Shyam Subramanian
About
Shyam Subramanian is from Downingtown, Pennsylvania, United States. Shyam works in the following industries: "Biotechnology", and "Pharmaceuticals". Shyam is currently Chief Technical Officer at Obsidian Therapeutics, located in Cambridge, Massachusetts, United States.
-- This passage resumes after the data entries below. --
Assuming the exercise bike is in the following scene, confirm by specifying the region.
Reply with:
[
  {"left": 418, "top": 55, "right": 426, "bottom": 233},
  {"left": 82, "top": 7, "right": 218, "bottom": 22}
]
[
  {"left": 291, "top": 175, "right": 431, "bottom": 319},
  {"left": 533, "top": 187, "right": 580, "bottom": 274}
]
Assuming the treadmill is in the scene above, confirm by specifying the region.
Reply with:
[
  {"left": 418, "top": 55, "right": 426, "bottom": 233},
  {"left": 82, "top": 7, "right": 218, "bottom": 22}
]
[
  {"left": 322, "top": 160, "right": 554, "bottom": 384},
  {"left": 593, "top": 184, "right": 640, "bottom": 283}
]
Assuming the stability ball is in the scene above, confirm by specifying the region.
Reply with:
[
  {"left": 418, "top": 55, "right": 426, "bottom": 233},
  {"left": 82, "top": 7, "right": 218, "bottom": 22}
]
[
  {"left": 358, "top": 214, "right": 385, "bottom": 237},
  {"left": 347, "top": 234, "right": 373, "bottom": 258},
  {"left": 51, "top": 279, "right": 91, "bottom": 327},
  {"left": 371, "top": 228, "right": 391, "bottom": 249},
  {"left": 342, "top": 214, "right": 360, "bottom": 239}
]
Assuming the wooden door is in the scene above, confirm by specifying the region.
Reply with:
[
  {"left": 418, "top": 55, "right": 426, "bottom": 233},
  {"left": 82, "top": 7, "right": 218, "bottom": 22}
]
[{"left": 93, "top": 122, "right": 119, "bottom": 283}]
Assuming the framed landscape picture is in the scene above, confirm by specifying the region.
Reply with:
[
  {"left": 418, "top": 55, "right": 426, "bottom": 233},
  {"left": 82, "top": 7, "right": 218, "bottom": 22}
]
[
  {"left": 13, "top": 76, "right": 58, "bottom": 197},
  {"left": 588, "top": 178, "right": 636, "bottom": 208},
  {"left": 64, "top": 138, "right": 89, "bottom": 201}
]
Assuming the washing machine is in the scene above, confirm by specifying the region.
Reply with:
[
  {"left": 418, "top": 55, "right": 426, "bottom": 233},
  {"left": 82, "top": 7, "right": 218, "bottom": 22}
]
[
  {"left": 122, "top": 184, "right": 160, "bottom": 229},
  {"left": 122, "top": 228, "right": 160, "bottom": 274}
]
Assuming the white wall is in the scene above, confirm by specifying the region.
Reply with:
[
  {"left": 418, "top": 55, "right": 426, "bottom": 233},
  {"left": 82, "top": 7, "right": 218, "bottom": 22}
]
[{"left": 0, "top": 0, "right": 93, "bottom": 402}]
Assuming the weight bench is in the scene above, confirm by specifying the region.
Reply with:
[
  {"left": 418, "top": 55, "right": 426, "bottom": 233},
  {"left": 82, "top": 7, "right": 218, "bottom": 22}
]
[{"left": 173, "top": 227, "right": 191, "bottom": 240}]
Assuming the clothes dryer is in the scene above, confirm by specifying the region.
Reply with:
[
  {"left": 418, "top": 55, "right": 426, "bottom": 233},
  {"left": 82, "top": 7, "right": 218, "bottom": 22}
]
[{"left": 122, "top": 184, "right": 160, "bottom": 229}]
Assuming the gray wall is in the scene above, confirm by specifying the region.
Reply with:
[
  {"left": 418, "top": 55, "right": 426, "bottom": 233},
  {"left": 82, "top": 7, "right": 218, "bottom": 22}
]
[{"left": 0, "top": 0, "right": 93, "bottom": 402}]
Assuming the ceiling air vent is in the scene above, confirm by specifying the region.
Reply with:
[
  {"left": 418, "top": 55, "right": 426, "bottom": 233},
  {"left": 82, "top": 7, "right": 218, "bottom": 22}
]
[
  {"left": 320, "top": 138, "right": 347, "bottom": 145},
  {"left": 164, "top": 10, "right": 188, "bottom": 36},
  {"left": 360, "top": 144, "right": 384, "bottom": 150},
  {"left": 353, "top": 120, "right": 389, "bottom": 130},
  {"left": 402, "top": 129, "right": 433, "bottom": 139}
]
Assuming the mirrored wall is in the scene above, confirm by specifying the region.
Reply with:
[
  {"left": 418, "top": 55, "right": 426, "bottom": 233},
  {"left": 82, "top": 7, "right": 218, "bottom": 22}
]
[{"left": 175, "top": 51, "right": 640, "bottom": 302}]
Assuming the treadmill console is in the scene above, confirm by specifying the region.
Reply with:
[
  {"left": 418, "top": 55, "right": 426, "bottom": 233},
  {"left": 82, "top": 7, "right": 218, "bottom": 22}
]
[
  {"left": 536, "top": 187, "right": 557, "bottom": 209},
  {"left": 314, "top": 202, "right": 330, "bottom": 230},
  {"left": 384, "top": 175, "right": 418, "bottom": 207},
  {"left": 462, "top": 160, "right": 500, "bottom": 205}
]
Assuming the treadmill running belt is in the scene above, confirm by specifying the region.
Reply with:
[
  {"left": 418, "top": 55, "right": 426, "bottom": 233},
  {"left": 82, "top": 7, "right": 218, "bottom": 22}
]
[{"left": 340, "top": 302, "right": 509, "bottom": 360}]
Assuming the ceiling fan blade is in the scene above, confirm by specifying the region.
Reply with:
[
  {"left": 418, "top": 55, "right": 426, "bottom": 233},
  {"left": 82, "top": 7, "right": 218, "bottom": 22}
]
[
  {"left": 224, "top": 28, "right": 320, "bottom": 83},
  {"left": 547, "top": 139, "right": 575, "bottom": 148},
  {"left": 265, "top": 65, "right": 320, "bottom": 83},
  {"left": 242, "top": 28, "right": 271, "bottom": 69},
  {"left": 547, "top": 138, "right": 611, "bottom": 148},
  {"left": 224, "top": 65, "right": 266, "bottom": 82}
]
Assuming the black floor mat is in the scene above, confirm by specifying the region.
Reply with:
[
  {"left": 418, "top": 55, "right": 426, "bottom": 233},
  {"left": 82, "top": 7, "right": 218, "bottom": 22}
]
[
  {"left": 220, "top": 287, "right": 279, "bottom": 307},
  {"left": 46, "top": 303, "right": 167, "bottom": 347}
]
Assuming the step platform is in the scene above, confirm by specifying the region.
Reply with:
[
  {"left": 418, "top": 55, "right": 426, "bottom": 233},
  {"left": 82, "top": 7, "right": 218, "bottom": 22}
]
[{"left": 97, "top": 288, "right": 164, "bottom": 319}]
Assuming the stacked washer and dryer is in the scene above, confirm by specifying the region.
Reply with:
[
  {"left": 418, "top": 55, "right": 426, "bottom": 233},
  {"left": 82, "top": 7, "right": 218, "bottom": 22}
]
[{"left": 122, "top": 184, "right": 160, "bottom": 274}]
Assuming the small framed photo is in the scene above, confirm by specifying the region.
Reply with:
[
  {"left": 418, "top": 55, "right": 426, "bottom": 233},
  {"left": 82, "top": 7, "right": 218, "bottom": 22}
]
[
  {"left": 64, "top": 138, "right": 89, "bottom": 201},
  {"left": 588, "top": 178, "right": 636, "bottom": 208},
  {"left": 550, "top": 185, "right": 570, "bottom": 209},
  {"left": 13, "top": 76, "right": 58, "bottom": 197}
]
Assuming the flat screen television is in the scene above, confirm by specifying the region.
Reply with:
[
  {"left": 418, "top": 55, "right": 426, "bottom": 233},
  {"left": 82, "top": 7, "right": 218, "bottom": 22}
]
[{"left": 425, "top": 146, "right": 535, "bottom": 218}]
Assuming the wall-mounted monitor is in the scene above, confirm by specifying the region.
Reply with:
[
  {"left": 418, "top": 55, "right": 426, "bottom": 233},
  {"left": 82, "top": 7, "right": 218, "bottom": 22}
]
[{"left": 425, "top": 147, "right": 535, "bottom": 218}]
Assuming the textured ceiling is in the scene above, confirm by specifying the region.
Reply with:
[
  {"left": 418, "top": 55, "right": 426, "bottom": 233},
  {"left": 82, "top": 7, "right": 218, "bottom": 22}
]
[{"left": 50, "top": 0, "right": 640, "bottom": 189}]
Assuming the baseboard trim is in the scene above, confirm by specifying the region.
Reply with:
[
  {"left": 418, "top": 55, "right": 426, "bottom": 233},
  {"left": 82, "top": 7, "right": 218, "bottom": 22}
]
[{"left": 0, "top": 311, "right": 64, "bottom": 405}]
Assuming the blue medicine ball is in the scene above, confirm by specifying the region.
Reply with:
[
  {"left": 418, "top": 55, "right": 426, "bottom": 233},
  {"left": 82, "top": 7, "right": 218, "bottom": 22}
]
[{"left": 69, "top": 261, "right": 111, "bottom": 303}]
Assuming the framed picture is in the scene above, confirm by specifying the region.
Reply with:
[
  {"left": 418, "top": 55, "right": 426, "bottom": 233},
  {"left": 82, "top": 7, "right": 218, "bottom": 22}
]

In Shyam's previous role as a Senior Vice-President, Technical Development, Manufacturing and Quality at Obsidian Therapeutics, Shyam worked in Cambridge, Massachusetts, United States until Sep 2021. Prior to joining Obsidian Therapeutics, Shyam was a Vice-President, Technical Operations and CoE at Obsidian Therapeutics and held the position of Vice-President, Technical Operations and CoE. Prior to that, Shyam was a Head, Cell Therapy Process and Analytical Development at Casebia Therapeutics, based in Cambridge, Massachusetts from Jun 2018 to Oct 2019. Shyam started working as Director at Teva Pharmaceuticals in West Chester, PA in Feb 2016. From Apr 2014 to Feb 2016, Shyam was Associate Director at Janssen, Pharmaceutical Companies of Johnson and Johnson, based in Malvern, PA. Prior to that, Shyam was a Principal Scientist at Merck, based in West Point, PA from Jan 2012 to Apr 2014. Shyam started working as Research Fellow / Vaccine Expression Systems Lead at Merck in West Point, PA in Jun 2009.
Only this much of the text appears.